This is who we are now. But is it too late? Is there reason to still believe in the fundamental goodness of humanity? Is there a chance to find our way again, to recognize some sort of empathetic commonality? Is grace still possible?

I don’t know.

I’ve certainly had my share of tumultuous moments and lapses in decorum. I’ve engaged in extremely heated arguments over immigration and reproductive rights. I’ve gone head-to-head with strangers on Facebook over police brutality and racial injustice. My mom rage has been triggered in the name of protecting my transgender daughter. While I could have been more finessed in some of these encounters, I don’t know if I’m sorry for any of them, especially the latter. Anyone whose daughter has been chased off a train platform and into a busy intersection by an unprovoked mad man threatening to kill her would certainly understand. This leads us to the question of civility and its possible limitations. In my mind, there’s a notable contrast between merely having a difference of opinion with someone and actively supporting policies or activities that create clear harm for others. If someone is preaching hate or violence, am I obligated to be nice to them in the name of civility? Or to put it more coarsely, is it really so bad to punch a Nazi?
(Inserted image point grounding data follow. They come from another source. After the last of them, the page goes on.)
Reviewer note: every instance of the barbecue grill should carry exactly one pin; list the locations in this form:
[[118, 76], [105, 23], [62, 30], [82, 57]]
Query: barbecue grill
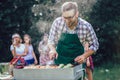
[[73, 73]]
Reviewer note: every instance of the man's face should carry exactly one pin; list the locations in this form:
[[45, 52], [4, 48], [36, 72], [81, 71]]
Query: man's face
[[70, 18]]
So where does this leave us?

If we’re trying to find the goodness in humanity, then maybe the first step is to look for the goodness in ourselves. One tool that is sometimes helpful for me in this effort is Metta practice, a meditation on loving kindness.  Loving kindness is one of the four immeasurables of Buddhism. The other three are compassion, empathetic joy and equanimity. As we settle into our Metta meditation, we silently repeat three simple phrases: “May I have physical happiness. May I have mental happiness. May I live with ease.” We start with ourselves to lay the groundwork, visualizing mental happiness, physical happiness and living with ease, whatever these may look like. We then direct the meditation towards others- loved ones, daily acquaintances (i.e. the cashier at the grocery store) and people we have difficulty with. And then we extend the meditation to all living beings across the universe. With each phase of the practice, we open just a little more, generating spaciousness and compassion. When practiced regularly with clear intention, Metta can be beautifully transcendent.
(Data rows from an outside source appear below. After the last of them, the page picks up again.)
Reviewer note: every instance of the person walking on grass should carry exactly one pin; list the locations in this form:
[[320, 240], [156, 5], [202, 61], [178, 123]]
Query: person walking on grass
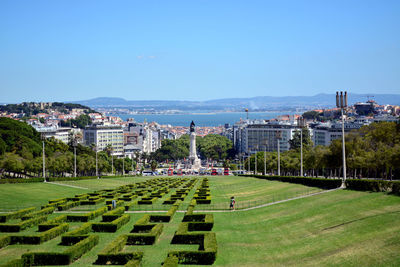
[[232, 204]]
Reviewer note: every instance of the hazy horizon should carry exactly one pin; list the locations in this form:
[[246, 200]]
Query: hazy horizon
[[196, 50]]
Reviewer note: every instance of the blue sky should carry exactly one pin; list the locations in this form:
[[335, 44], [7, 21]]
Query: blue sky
[[196, 49]]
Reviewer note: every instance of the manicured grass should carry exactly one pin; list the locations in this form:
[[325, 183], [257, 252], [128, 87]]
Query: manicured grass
[[339, 228], [250, 192], [19, 196]]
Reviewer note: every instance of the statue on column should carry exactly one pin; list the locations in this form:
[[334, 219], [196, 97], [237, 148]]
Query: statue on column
[[194, 160]]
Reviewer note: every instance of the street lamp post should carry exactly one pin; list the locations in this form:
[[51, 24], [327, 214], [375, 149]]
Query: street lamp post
[[97, 165], [44, 163], [265, 157], [112, 164], [278, 137], [74, 160], [301, 124], [123, 166], [255, 162], [341, 102]]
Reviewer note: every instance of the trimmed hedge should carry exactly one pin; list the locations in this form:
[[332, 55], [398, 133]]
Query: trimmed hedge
[[75, 236], [21, 180], [14, 263], [44, 211], [307, 181], [113, 214], [207, 250], [171, 261], [87, 216], [52, 223], [64, 258], [5, 241], [68, 205], [22, 225], [110, 254], [373, 185], [145, 238], [15, 215], [167, 217], [111, 227], [56, 179], [40, 238]]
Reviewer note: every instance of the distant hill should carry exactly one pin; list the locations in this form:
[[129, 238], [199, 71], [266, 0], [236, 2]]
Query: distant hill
[[33, 108], [253, 103]]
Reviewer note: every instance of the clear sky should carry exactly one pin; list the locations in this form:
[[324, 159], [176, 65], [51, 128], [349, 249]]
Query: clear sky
[[60, 50]]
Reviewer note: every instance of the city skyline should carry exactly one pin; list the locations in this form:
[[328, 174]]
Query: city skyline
[[70, 51]]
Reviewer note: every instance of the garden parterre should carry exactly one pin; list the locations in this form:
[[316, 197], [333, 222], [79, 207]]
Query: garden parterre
[[80, 232]]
I’m a woman with strong opinions, robust passions and rough edges. Frankly, I don’t know if even Buddhism can save us. But I do know that when I engage in Metta practice, I develop a more gentle relationship with myself and a deeper sense of empathy for others. Sometimes when I’m in a funk, I do a mobile version of Metta, sending wishes of loving kindness to people I see out and about: to the man jogging up the hill on Cherry Street, may he have physical happiness; to the woman standing at the crosswalk, holding a latte, may she have mental happiness; to the elderly couple in the drugstore, may they live with ease. It’s a fun way of sending secret wishes into the world, while also softening my own heart. If it bolsters something bigger and better, then so be it. I just don’t claim to know.

To ponder whether to believe or not is to juggle with dichotomy. Perhaps history will be the final arbiter as to the state of our humanity; whether we were able to salvage some fundamental goodness or if that baseline deteriorated forever. Ultimately, it’s up to each of us to choose which side of history we’ll personally land on. As for Andrew Luck, I wish him well and have nothing but respect for his decision. He did what he had to do for his health, his family and his life. May he have physical happiness. May he have mental happiness. May he live with ease.